Ia berharap Kabupaten Ciamis dapat menjadi salah satu daerah yang segera memperoleh manfaat dari kebijakan tersebut. Ketika regulasi dari pusat selesai.
“Kami berharap kolaborasi antara KND dan Pemerintah Kabupaten Ciamis dapat menjadi teladan dalam mewujudkan kesetaraan dan kemandirian bagi saudara-saudara kita penyandang disabilitas,” tambahnya.
Sementara itu, perwakilan penyandang disabilitas Ciamis, Kang Dodo, menyampaikan rasa syukur dan terima kasih atas sinergi yang selama ini telah terjalin antara organisasi disabilitas dan jajaran perangkat daerah.
Ia menilai bahwa Pemkab Ciamis telah menunjukkan bukti nyata keberpihakan terhadap kelompok disabilitas melalui berbagai program dan dukungan yang dijalankan.

Pemerintah Daerah Ciamis
“Alhamdulillah, hampir seluruh kebutuhan utama teman-teman disabilitas telah mendapat perhatian dari berbagai dinas. Kami berharap, ke depan aspek ketenagakerjaan bisa semakin diperkuat agar semakin banyak saudara kami yang mendapatkan kesempatan bekerja di berbagai sektor,” ungkapnya.
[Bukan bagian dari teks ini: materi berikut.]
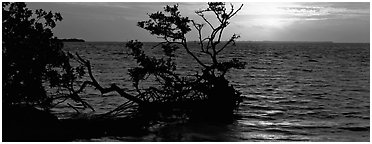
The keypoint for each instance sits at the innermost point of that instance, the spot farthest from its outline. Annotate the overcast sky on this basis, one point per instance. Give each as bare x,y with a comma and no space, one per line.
338,22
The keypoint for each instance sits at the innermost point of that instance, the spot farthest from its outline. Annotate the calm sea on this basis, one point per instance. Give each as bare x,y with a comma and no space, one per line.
292,92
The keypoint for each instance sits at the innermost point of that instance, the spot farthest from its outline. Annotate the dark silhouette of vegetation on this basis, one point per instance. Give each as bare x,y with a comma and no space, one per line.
34,62
205,95
33,58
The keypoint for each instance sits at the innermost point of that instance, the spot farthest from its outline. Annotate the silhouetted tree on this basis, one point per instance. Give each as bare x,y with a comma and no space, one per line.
33,57
206,94
217,97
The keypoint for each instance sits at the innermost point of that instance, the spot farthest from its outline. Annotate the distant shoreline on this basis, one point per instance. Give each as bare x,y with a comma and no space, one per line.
72,40
320,42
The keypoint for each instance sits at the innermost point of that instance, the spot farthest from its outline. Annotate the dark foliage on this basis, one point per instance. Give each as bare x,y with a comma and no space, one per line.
33,58
208,93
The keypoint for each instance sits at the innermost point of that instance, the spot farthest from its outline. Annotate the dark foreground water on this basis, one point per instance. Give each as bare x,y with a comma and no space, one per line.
293,92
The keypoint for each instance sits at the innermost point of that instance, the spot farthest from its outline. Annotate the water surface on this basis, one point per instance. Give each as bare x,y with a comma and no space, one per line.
292,92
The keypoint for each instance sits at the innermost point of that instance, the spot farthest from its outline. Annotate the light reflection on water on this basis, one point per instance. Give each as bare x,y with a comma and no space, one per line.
292,92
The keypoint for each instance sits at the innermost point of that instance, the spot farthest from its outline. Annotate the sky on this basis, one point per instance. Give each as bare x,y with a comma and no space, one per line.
265,21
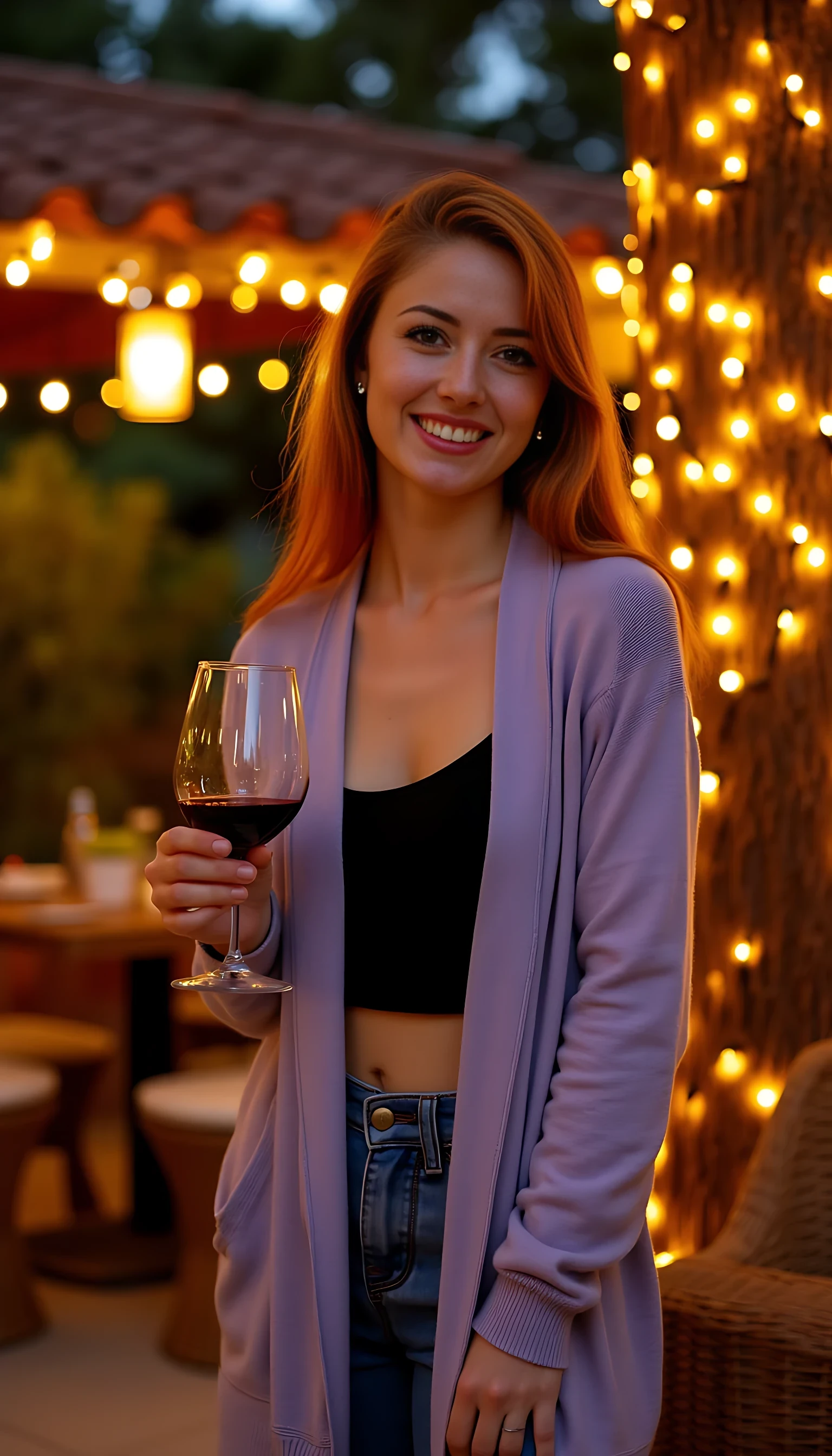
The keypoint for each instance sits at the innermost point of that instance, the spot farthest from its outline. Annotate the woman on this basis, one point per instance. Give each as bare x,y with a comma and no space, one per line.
484,906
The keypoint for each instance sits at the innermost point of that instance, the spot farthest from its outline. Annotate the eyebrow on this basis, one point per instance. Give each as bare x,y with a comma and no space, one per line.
448,318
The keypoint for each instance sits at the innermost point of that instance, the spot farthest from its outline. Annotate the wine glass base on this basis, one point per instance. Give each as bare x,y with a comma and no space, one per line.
233,983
Menanggapi hal tersebut, Bupati Ciamis menyampaikan rasa terima kasih atas kehadiran Komisi Nasional Disabilitas di Tatar Galuh Ciamis, seraya menegaskan bahwa inklusivitas merupakan bagian penting dari arah pembangunan daerah.
Beliau menuturkan bahwa Pemerintah Kabupaten Ciamis berkomitmen untuk terus memperjuangkan kesetaraan dan keadilan bagi seluruh masyarakat tanpa terkecuali.
“Sejak lama kami telah menjalin hubungan baik dengan komunitas disabilitas di Ciamis. Walaupun kemampuan fiskal daerah masih terbatas, niat dan semangat kami untuk memberikan ruang dan kesempatan yang setara bagi semua tidak pernah berkurang,” ujar Bupati.
Lebih lanjut, Bupati menjelaskan bahwa kondisi keuangan daerah saat ini masih menghadapi tantangan berat. Pemkab Ciamis mengalokasikan sebagian besar dari PAD sekitar Rp372 miliar untuk BLUD dan pajak daerah, sehingga hanya menyisakan sekitar Rp100 miliar sebagai ruang fiskal.
Kondisi ini turut menyebabkan defisit anggaran mencapai sekitar Rp140 miliar.
“Meski demikian, setiap tahun kami tetap berupaya menyalurkan dana hibah bagi organisasi penyandang disabilitas. Mungkin nilainya tidak besar, tetapi kami ingin memastikan bahwa semangat keberpihakan tetap hadir di tengah keterbatasan,” jelasnya.
Bupati juga menyampaikan bahwa keterbatasan anggaran bukanlah alasan untuk berhenti berbuat baik. Ia menegaskan Pemkab Ciamis akan terus berinovasi, berkolaborasi lintas sektor, dan melibatkan publik demi terwujudnya pembangunan inklusif.
“Ke depan kami ingin memastikan, setiap kebijakan dan program pembangunan selalu menempatkan aspek kemanusiaan dan kesetaraan sebagai prioritas. Kami ingin Ciamis menjadi rumah yang nyaman dan ramah bagi semua, tanpa ada yang tertinggal,” tegasnya.